Una collaborazione importante, che ha trasformato la platea del “Don Bosco”, composta dai ragazzi delle scuole medie di secondo grado del capoluogo, in un interessante laboratorio cinematografico, che ha permesso ai ragazzi di comprendere meglio il linguaggio dell’audiovisivo. Che è anche l’obiettivo della Lucana Film Commission, che prova da anni – grazie al lavoro della presidente, Margherita Romaniello – a formare nuove professionalità anche in Basilicata.
Del resto – come emerso dalla proiezione di un breve video prodotto proprio dalla Lucana Film Commission – la Basilicata è ormai diventata una terra di cinema, un set naturale che negli ultimi vent’anni ha ospitato anche grandi produzioni internazionali, da James Bond a Wonder Woman.
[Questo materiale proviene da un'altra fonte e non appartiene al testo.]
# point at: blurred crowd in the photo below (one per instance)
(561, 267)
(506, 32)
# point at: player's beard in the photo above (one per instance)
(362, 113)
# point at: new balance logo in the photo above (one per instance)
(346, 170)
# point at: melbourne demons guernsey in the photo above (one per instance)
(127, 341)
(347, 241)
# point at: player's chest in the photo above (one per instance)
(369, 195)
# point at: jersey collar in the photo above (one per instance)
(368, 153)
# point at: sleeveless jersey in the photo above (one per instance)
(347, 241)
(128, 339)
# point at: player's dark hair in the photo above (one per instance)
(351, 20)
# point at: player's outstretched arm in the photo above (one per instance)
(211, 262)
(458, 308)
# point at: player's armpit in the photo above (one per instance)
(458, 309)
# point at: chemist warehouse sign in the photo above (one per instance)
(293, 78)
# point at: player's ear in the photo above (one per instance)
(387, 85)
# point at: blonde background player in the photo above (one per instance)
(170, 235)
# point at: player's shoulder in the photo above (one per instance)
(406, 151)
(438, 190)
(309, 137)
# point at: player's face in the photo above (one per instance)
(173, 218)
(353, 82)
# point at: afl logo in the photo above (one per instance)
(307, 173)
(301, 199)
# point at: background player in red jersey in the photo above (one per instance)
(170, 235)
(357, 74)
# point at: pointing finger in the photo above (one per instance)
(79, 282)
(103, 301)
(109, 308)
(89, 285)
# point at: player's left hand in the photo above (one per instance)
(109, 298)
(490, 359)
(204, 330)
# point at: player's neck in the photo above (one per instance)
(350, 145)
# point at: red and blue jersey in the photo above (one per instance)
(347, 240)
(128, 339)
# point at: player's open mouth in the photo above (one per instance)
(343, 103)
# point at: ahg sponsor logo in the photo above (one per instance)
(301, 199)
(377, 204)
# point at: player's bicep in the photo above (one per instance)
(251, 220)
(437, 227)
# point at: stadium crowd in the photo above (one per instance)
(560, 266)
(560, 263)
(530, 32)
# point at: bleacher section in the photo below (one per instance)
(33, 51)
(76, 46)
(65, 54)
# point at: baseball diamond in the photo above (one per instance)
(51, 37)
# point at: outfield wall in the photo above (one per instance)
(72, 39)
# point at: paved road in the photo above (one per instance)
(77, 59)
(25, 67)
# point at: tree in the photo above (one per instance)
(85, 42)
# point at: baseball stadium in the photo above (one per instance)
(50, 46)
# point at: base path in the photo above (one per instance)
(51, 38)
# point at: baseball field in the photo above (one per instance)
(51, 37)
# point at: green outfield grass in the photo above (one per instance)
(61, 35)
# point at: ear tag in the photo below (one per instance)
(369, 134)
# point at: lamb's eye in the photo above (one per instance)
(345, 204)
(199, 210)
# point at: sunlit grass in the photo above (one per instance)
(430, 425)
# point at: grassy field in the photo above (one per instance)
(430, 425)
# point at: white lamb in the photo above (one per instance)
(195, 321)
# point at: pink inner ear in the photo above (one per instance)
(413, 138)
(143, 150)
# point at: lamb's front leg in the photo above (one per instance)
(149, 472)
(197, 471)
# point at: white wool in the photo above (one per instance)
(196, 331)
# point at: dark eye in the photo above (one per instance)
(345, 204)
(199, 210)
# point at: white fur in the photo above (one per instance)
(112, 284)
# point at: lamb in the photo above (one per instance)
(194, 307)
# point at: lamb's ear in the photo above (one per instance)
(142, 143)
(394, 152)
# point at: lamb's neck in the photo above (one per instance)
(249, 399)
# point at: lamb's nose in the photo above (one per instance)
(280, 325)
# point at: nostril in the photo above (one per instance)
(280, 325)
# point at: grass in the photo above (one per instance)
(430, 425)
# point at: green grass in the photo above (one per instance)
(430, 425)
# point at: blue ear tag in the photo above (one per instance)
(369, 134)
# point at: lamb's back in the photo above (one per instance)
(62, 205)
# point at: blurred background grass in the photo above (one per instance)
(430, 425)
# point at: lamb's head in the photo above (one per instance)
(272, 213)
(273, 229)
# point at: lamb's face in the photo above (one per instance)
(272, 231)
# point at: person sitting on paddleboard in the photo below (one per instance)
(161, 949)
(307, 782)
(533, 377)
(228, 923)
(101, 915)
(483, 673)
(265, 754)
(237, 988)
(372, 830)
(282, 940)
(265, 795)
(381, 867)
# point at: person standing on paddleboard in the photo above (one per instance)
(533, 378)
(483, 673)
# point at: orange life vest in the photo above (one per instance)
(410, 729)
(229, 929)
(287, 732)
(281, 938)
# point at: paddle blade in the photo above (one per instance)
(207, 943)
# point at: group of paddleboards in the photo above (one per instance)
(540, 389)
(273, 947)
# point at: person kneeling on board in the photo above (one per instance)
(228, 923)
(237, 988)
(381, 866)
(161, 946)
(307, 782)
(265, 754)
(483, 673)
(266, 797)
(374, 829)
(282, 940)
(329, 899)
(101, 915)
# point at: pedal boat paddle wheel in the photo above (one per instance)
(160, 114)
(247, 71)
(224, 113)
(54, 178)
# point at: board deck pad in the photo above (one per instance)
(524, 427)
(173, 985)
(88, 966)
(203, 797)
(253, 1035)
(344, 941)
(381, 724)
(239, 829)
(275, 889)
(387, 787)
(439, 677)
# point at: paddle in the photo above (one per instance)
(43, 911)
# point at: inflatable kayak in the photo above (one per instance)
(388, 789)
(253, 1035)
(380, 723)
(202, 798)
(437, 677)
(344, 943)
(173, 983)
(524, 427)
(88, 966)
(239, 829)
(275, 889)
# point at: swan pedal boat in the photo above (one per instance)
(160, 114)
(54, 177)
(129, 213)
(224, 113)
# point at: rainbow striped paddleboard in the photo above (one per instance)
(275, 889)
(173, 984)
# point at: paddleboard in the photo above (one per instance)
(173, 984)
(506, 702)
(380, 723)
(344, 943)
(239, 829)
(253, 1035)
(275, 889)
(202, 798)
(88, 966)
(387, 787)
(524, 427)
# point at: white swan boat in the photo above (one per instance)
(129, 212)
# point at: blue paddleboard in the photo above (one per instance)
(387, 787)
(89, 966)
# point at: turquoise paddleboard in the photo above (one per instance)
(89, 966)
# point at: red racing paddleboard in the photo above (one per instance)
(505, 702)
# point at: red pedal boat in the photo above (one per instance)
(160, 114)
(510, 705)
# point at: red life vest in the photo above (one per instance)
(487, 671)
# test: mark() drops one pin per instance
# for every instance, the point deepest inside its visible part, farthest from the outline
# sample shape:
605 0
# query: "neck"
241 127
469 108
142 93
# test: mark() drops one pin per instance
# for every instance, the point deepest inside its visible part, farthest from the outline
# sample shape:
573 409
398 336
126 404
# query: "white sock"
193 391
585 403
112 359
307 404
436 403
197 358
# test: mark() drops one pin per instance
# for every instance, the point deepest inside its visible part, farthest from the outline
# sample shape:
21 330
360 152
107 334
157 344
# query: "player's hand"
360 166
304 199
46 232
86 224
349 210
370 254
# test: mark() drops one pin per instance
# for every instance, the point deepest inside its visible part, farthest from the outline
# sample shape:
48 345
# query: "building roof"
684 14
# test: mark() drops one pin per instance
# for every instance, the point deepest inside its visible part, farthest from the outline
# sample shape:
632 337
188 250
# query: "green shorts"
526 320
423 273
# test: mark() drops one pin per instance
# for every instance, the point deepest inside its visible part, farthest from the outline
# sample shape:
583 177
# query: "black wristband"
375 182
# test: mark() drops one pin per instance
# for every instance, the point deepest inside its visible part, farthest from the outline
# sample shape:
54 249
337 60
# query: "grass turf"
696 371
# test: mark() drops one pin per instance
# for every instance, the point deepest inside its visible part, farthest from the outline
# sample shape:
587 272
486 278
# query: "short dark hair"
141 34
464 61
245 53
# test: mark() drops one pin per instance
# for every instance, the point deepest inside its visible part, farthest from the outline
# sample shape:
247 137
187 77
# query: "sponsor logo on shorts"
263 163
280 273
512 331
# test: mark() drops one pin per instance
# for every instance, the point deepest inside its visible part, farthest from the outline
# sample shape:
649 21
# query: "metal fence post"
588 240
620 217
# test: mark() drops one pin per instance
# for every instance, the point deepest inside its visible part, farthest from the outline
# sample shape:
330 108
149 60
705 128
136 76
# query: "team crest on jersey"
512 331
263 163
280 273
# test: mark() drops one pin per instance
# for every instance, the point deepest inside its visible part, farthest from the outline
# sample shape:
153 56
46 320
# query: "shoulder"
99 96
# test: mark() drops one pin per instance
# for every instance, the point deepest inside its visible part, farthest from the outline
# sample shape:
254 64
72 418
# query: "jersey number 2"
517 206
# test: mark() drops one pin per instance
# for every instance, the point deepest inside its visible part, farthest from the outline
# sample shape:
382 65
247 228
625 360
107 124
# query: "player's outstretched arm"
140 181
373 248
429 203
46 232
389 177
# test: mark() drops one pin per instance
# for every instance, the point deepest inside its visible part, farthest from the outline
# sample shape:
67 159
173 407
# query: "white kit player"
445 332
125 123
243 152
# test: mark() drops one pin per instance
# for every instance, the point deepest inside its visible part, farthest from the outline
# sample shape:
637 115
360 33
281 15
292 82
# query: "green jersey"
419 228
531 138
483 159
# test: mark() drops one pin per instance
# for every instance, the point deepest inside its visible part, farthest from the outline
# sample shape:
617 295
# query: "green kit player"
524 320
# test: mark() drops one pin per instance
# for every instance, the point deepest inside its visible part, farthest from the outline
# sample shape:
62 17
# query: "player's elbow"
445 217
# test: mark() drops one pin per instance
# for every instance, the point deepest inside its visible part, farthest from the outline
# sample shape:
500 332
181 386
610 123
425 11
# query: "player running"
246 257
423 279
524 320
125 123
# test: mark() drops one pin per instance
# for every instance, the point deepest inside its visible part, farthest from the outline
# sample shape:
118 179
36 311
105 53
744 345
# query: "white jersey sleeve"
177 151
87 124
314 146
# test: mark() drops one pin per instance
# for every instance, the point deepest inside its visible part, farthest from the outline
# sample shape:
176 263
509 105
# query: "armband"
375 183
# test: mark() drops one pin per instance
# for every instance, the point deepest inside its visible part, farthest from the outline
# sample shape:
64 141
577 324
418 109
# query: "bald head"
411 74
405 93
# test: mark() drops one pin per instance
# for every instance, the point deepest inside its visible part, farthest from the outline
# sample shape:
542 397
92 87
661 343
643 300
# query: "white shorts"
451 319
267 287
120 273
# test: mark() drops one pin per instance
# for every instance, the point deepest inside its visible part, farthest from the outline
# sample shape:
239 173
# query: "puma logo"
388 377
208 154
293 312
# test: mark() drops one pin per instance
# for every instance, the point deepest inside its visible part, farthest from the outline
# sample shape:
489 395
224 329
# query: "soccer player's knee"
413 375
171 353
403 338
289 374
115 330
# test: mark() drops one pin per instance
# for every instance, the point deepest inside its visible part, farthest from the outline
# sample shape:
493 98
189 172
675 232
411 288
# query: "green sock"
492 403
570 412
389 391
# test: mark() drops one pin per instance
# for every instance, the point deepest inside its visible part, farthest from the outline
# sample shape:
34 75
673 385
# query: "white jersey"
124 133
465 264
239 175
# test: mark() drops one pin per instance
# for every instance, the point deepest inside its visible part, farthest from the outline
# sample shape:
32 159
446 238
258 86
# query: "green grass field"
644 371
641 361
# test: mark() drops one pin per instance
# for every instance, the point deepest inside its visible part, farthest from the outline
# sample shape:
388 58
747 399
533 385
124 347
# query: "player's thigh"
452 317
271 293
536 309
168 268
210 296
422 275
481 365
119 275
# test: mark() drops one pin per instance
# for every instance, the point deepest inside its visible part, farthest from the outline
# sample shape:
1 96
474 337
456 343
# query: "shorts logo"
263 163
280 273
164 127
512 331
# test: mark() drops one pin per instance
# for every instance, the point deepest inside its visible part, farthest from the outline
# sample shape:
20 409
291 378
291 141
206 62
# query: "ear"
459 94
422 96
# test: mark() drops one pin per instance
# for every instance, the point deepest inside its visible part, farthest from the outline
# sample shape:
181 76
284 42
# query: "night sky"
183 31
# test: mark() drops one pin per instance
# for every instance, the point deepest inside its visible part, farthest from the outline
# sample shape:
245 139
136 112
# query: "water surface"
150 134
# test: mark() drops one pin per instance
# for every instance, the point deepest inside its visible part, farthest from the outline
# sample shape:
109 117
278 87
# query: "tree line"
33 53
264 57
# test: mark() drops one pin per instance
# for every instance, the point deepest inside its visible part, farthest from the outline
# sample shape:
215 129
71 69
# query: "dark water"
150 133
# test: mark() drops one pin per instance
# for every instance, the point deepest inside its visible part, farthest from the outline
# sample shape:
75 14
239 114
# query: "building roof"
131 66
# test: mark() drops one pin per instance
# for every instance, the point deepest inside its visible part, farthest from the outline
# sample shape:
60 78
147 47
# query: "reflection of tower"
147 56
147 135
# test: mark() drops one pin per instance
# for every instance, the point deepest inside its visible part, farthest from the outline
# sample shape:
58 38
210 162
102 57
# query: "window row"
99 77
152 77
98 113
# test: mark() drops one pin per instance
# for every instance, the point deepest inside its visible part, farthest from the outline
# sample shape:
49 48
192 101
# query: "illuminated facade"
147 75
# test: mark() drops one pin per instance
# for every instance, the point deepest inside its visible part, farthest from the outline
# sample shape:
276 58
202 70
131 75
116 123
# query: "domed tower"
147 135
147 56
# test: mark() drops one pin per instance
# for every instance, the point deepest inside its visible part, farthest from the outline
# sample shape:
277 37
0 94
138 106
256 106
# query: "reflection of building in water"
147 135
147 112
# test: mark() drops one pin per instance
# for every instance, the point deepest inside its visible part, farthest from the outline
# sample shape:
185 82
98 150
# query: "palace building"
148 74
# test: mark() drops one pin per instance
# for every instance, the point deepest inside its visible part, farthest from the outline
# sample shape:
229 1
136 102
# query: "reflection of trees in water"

E da questo settore, quindi, possono emergere anche nuove opportunità occupazionali. Non ci sono solo gli attori, ma anche sceneggiatori, fonici, montatori, produttori, direttori della fotografia, registi. Mestieri dietro le quinte che sono stati illustrati ai ragazzi, per raccontare quanto complesso è il mondo del cinema.
A guidare il pomeriggio Andrea Contaldo, dell’organizzazione del Giffoni film festival, che ha mostrato grande stupore per l’alto livello di preparazione dei ragazzi, che hanno mostrato di conoscere film come “La corazzata Potemkin”. A Giffoni, del resto, sono abituati: “Da noi già a tre anni si inizia a fare il giurato e ci sono circa 6.000 giurati da tutto il mondo”. Un pomeriggio che ha permesso, attraverso il gioco, il dibattito e il confronto, di imparare un linguaggio che affascina e coinvolge sin dalla prima proiezione dei fratelli Lumiere.
Il festival “Visioni verticali” continuerà a proporre proiezioni e momenti di confronto fino a domenica 14 dicembre.